Você sabia que mais de 90% da energia potencial que existe nas barras de combustível quando são carregadas no núcleo de reatores nucleares comerciais ainda permanece disponível após cinco anos de operação? Bem, isso é verdade, de acordo com o Escritório de Energia Nuclear do Departamento de Energia dos EUA (DOE, na sigla em inglês). Isso é importante porque a maioria dos reatores é reabastecida em um ciclo de 18 ou 24 meses, com cerca de um terço do combustível substituído a cada parada.
Desse modo, cada elemento combustível típico permanece no reator de quatro anos e meio a seis anos. Portanto, há muito combustível nuclear não utilizado no “combustível nuclear gasto”. Kelsey Adkisson, profissional de comunicação científica do Pacific Northwest National Laboratory (PNNL), dos EUA, comparou a situação com “encher seu tanque de gasolina com dez galões, dirigir apenas o suficiente para queimar meio galão e descartar o resto”.

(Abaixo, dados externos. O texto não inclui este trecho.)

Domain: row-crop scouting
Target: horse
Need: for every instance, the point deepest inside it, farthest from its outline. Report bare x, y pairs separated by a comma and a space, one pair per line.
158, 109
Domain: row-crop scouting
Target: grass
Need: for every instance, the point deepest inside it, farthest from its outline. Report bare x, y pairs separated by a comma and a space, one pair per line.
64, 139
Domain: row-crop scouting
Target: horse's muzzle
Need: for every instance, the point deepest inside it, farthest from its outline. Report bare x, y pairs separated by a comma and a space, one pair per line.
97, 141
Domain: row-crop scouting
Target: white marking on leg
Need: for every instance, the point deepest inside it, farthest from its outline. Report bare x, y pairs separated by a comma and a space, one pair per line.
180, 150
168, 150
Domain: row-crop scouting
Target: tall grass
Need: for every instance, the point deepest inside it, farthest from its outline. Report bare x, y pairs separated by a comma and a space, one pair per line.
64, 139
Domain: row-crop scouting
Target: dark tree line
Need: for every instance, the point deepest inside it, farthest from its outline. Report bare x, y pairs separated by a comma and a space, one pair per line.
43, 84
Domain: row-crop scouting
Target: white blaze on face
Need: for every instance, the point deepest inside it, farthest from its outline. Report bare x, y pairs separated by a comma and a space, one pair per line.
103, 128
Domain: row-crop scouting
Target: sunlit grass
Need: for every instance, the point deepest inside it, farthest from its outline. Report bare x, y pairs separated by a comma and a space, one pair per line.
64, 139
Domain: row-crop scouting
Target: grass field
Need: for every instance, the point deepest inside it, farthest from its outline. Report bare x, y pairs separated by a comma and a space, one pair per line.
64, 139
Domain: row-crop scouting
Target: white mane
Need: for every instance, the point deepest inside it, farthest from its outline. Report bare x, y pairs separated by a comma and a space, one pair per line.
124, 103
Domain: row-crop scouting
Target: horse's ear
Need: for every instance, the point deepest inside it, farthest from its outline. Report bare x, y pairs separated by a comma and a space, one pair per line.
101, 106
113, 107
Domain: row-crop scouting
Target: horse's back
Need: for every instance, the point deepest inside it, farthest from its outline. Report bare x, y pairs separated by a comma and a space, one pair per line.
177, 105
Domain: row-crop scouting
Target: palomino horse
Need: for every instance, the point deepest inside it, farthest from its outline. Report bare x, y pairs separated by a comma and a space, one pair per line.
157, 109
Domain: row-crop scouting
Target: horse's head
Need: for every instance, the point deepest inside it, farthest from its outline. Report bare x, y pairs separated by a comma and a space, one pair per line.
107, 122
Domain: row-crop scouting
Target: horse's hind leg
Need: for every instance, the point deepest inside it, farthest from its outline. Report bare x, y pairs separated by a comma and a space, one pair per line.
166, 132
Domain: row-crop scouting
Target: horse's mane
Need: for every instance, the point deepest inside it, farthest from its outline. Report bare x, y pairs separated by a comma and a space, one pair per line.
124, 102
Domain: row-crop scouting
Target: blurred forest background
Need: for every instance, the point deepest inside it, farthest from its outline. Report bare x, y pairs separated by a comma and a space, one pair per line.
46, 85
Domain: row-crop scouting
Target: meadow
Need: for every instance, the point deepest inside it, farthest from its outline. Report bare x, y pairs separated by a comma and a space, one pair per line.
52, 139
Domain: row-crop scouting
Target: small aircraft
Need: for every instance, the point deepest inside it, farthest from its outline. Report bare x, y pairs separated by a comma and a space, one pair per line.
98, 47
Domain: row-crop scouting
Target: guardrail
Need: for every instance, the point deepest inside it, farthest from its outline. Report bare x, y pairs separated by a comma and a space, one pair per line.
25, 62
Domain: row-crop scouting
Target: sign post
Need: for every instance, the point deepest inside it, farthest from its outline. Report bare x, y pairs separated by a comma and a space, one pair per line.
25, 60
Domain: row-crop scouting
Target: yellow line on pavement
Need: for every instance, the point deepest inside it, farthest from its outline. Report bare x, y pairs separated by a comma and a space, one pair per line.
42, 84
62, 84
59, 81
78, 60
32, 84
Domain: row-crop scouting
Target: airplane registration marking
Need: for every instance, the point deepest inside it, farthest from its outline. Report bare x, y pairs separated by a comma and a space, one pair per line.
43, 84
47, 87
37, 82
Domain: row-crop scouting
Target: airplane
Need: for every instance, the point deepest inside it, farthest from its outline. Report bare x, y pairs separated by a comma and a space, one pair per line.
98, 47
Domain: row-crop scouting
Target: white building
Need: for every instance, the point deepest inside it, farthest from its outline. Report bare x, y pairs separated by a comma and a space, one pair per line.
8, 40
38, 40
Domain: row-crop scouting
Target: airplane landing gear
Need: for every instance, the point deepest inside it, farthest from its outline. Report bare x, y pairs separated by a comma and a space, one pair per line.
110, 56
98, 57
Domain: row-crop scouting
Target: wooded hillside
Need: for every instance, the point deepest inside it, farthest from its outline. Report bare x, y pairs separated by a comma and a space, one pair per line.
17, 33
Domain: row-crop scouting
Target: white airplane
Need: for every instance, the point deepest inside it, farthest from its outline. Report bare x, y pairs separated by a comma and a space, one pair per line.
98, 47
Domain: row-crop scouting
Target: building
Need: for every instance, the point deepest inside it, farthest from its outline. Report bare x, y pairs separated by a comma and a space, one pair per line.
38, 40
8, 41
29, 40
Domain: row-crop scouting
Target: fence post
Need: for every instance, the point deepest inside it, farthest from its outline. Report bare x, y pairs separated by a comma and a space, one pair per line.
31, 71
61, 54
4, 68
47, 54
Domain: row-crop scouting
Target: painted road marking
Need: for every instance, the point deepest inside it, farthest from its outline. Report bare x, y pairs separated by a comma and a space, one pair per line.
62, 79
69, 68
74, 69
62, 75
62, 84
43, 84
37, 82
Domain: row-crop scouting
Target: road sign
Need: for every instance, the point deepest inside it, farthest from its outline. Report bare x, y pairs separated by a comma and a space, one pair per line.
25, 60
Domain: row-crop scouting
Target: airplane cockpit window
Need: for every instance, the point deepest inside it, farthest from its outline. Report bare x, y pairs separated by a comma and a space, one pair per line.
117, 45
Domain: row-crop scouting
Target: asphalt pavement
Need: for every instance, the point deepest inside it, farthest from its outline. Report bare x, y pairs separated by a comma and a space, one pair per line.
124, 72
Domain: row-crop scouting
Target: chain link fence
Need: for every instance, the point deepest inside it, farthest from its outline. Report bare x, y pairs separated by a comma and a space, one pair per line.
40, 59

Contudo, é algo ainda pior, porque a indústria nuclear não apenas deixa de aproveitar grandes quantidades de combustível útil, mas também tem que gerenciar os resíduos altamente radioativos e de longa duração. Essa operação custa dinheiro e aumenta os riscos. Não é, de fato, uma maneira lógica de fazer negócios. Além disso, embora o combustível nuclear usado seja e sempre tenha sido gerenciado de maneira segura e responsável nos EUA – bem como no Brasil, isso poderia ser feito de uma maneira muito mais ecológica, reciclando o combustível ainda útil e reduzindo o volume de material que precisa ser armazenado.
Um processo complicado
Kelsey Adkisson explicou em um artigo publicado no site do PNNL que separar as partes que podem ser aproveitadas do combustível nuclear usado dos componentes inutilizáveis é algo complicado. O combustível nuclear irradiado contém aproximadamente metade dos elementos listados na tabela periódica, então, do ponto de vista da química, há muito com o que lidar.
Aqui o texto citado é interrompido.